Born in Germany, cinematographer Walter Lassally (1926-2017) was best known for his Oscar-winning work on 'Zorba the Greek'. He was greatly respected in the film industry for his ability to take the best of his work in one area and apply it to another, from mainstream to international art films to documentary. He was associated with the Free Cinema movement in the 1950s, and the British New Wave in the early 1960s. In 1987 he published his autobiography called 'Itinerant Cameraman'.

Listeners: Peter Bowen

Peter Bowen is a Canadian who came to Europe to study and never got round to heading back home.
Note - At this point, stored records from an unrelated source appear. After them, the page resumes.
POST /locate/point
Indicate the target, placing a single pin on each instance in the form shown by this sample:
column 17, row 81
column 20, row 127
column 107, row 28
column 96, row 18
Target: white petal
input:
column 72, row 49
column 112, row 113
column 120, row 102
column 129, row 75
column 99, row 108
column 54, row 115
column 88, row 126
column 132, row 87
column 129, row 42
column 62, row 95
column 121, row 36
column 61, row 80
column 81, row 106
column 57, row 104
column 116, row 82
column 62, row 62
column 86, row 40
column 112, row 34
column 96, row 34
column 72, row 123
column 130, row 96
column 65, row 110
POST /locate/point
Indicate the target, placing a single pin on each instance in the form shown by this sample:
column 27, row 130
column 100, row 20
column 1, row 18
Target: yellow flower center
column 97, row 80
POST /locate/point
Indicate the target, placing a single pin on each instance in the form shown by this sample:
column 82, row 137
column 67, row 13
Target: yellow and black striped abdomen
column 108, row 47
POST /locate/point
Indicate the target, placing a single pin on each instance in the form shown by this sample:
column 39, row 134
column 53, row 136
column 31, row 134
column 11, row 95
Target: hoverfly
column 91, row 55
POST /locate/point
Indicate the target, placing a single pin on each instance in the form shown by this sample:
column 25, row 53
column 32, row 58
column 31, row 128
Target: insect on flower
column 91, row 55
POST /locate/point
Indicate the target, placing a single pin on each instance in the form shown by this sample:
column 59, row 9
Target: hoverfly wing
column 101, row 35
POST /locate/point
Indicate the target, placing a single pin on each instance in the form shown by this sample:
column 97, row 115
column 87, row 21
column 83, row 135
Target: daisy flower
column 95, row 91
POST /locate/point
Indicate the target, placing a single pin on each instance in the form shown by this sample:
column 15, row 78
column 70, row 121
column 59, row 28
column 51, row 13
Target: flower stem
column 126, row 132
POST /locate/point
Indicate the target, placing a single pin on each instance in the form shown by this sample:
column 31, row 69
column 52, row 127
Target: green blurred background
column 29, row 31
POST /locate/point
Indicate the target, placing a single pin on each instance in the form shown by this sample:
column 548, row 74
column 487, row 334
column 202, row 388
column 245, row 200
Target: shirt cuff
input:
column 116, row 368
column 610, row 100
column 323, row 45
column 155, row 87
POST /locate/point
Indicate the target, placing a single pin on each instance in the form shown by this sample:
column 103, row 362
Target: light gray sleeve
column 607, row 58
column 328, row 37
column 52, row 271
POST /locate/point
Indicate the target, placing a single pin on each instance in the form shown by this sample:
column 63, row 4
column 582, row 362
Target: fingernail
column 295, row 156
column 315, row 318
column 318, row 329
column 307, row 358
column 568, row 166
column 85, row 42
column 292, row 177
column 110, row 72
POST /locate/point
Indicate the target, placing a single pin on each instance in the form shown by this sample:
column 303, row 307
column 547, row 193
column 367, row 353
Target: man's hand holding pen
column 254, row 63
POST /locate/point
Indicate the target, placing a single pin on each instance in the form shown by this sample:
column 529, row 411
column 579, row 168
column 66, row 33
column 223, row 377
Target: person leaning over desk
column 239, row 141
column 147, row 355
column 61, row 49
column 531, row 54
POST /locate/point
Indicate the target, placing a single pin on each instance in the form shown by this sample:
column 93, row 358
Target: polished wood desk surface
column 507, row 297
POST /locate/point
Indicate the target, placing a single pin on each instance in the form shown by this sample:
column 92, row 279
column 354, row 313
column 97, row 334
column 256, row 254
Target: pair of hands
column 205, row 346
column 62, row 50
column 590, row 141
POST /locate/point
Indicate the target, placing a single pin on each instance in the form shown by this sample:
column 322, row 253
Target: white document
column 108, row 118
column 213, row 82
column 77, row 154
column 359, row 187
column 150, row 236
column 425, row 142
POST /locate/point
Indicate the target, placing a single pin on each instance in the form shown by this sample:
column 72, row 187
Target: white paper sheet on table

He did his undergraduate work at Carleton University (in Biology) in Ottawa, and then did graduate work at the University of Western Ontario (in Zoology). After completing his doctorate at Oxford (in the Department of Zoology), followed with a year of postdoc at the University of London, he moved to the University's newly-established Audio-Visual Centre (under the direction of Michael Clarke) where he spent four years in production (of primarily science programs) and began to teach film. In 1974 Bowden became Director of the new Audio-Visual Centre at the University of Warwick, which was then in the process of introducing film studies into the curriculum and where his interest in the academic study of film was promoted and encouraged by scholars such as Victor Perkins, Robin Wood, and Richard Dyer. In 1983, his partner and he moved to Greece, and the following year he began to teach for the University of Maryland (European Division), for which he has taught (and continues to teach) biology and film courses in Crete, Bosnia, and the Middle East.